Posted by Paul Vigna on February 16, 2010
Dow Jones Industrials, Economy, europe, Markets, S&P 500 / Comments Off

It was a good day to take a risk.

US stocks rally along with commodities as the dollar drops after Europeans hand Greece a deadline, which brings the risk traders out of the woodwork.

DJIA jumps 170 (1.7%) to 10269, S&P 500 rises 19 (1.8%) to 1095, Nasdaq Comp gains 31 (1.4%) to 2214. It’s the Dow’s biggest day since Nov. 8. Dollar loses 1.2% against the euro, and crude surges, which drives energy and materials stocks. Treasurys, curiously, also rise; some short-covering is cited there, after last week’s $81B bout of refunding. (Not sure I necessarily buy that, but it was curious that bonds did as well as they did today given the rallies everywhere else.)

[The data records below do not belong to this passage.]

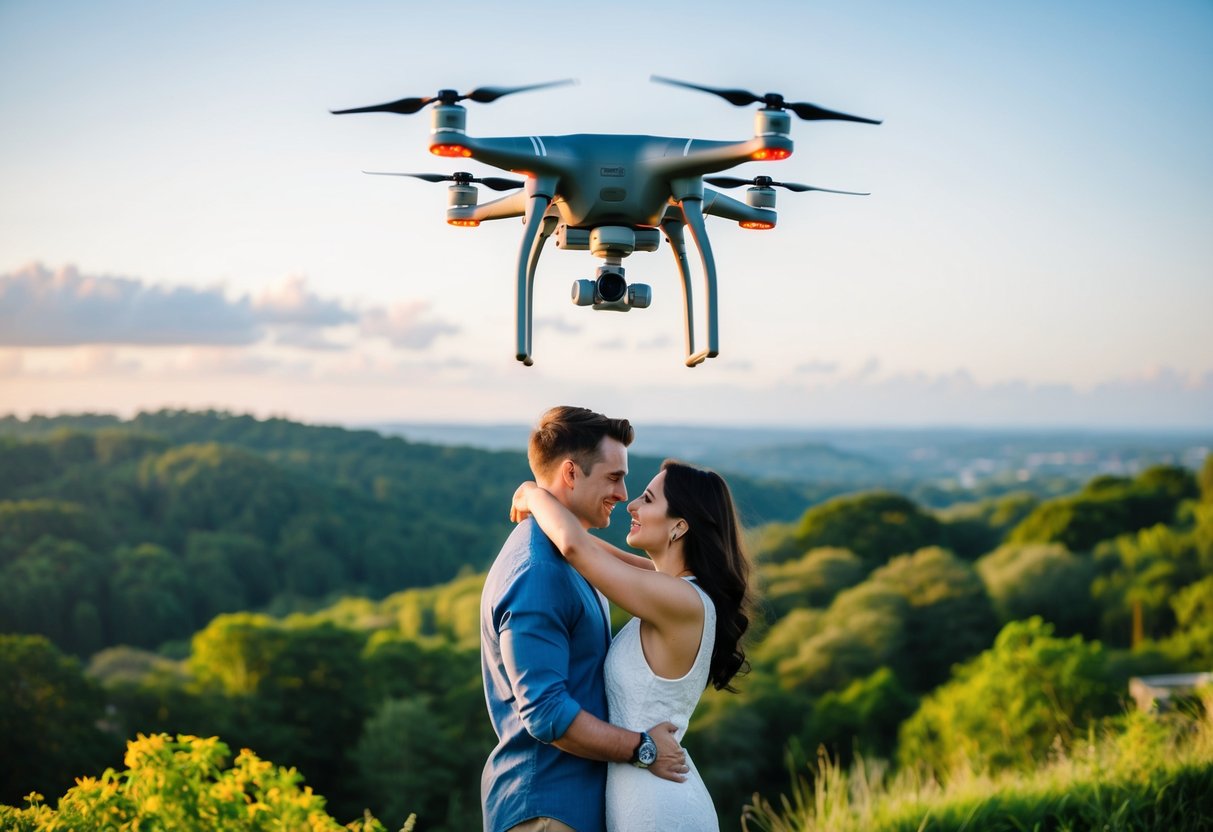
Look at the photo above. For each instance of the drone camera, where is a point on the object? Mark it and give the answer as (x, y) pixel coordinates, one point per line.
(610, 291)
(639, 296)
(770, 154)
(773, 123)
(610, 288)
(461, 195)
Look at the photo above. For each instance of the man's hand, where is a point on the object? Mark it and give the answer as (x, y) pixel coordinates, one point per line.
(518, 507)
(671, 763)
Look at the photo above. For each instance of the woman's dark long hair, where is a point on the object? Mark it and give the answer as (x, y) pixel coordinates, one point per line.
(713, 553)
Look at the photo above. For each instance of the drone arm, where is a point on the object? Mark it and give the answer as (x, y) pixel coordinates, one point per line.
(696, 157)
(514, 205)
(672, 224)
(722, 205)
(693, 216)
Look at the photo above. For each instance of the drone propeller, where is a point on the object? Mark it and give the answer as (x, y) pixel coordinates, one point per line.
(483, 95)
(772, 101)
(461, 177)
(767, 182)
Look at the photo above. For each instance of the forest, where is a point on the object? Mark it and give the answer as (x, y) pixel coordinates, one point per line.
(182, 586)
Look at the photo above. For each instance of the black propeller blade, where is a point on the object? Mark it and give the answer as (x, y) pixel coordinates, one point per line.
(773, 101)
(461, 177)
(483, 95)
(767, 182)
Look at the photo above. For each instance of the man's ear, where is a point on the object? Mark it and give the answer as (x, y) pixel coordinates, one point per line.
(569, 473)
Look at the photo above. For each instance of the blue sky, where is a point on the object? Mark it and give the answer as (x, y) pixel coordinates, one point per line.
(182, 223)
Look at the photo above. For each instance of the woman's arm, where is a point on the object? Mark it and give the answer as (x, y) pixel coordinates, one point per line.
(648, 594)
(519, 512)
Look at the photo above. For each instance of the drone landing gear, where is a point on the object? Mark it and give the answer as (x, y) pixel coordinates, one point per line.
(692, 211)
(537, 228)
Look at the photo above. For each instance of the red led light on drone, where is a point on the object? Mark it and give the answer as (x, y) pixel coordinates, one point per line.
(457, 150)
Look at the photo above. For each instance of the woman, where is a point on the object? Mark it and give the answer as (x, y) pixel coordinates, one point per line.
(690, 607)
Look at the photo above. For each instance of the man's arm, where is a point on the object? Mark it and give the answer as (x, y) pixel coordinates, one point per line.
(534, 642)
(593, 739)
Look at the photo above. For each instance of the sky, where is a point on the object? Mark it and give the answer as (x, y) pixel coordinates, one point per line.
(183, 223)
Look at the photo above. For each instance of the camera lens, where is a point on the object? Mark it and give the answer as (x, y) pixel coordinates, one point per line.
(611, 286)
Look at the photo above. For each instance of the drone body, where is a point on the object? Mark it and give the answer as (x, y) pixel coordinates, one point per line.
(613, 195)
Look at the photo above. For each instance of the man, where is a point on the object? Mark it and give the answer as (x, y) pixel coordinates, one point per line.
(544, 637)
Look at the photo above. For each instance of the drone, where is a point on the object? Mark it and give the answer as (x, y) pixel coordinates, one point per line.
(613, 194)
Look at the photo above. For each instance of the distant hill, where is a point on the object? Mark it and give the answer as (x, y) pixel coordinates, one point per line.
(141, 530)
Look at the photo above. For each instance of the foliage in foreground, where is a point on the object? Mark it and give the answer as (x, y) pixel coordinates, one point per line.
(182, 784)
(1146, 773)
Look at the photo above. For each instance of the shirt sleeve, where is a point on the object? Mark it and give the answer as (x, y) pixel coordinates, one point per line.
(533, 620)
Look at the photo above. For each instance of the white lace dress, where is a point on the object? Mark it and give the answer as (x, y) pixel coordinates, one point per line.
(638, 801)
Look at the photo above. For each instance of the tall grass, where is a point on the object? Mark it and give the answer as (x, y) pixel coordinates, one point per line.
(1140, 771)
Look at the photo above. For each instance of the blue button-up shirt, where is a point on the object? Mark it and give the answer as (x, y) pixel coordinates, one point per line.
(544, 637)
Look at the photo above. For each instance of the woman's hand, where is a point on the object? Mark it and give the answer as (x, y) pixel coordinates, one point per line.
(519, 508)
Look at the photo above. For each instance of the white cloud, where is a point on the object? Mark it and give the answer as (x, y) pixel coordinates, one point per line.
(44, 308)
(101, 360)
(405, 325)
(66, 308)
(11, 363)
(292, 303)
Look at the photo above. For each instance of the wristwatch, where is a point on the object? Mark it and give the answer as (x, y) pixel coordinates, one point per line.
(645, 753)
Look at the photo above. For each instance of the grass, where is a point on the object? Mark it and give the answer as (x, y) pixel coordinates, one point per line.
(1140, 773)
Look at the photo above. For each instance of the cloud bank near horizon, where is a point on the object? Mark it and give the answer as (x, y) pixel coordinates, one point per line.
(72, 342)
(43, 308)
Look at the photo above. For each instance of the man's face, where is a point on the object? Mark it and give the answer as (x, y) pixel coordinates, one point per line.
(594, 495)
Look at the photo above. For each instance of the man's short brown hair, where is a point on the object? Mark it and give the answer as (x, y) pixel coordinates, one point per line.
(573, 433)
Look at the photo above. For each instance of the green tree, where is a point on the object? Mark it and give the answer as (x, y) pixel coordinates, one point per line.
(23, 522)
(1004, 707)
(299, 689)
(1044, 580)
(1106, 507)
(949, 616)
(49, 716)
(409, 761)
(151, 597)
(1143, 571)
(875, 526)
(56, 588)
(1206, 478)
(809, 581)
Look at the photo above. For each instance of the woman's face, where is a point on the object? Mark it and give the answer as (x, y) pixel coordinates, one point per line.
(651, 525)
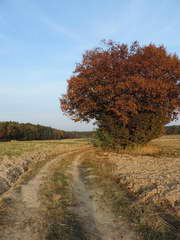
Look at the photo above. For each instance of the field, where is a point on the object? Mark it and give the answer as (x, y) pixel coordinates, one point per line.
(68, 189)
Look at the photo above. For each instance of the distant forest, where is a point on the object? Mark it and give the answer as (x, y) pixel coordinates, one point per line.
(172, 129)
(27, 131)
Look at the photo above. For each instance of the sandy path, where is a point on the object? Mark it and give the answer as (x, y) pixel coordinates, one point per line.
(24, 220)
(25, 217)
(97, 219)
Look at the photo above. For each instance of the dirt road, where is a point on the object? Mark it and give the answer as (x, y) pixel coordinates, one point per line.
(25, 214)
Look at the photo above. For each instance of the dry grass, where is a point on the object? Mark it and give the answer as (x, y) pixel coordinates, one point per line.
(143, 185)
(18, 148)
(57, 199)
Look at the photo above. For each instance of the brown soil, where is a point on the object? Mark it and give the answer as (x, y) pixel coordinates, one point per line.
(96, 217)
(24, 218)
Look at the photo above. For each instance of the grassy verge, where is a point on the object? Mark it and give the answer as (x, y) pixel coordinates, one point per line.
(56, 197)
(152, 222)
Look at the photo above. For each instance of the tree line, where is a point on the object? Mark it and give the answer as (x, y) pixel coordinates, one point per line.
(131, 92)
(26, 131)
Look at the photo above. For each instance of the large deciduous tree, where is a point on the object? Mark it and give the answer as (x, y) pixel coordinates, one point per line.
(131, 92)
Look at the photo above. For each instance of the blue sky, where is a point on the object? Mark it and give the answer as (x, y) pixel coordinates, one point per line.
(41, 40)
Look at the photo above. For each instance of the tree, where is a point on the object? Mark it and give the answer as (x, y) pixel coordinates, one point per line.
(131, 92)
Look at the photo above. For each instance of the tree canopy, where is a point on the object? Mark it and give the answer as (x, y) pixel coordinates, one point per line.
(130, 91)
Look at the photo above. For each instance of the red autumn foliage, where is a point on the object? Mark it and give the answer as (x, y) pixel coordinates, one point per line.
(121, 82)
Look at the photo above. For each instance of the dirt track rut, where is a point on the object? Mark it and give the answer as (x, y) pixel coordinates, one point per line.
(25, 216)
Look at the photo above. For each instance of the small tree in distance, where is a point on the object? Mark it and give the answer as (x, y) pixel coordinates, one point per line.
(131, 92)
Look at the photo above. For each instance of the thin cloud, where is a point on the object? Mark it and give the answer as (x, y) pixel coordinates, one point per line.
(58, 28)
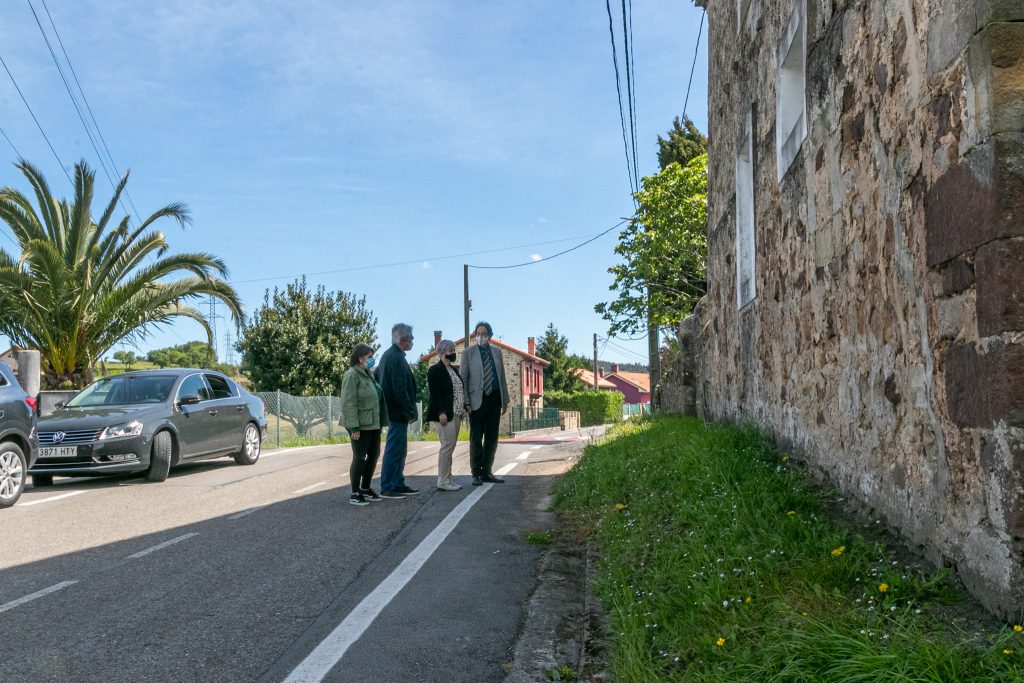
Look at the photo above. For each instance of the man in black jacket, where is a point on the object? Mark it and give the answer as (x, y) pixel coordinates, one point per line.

Simon Property offers bankrupt General Growth Properties $10B; if it goes through, Simon would get control of about one-third of the nation’s mall. Two sentiment measures, the NY State Mfg index and NAHB Home Builder index, rise. But make no mistake, today’s action was driven by what’s going on in Europe, and what it did to the dollar/euro trade today.

For a day, everybody seems to have calmed down over the whole Greece issue, but be warned this is not going to go away. Markets were mollified by the month Europe’s finance ministers gave Greece to clean up its balance sheet. But it seems to us that was as much to buy the finance ministers time as the Greeks, and to allow the ministers to look tough for the home crowd. Nobody wants to offer a bailout, but in the end they may not have a choice.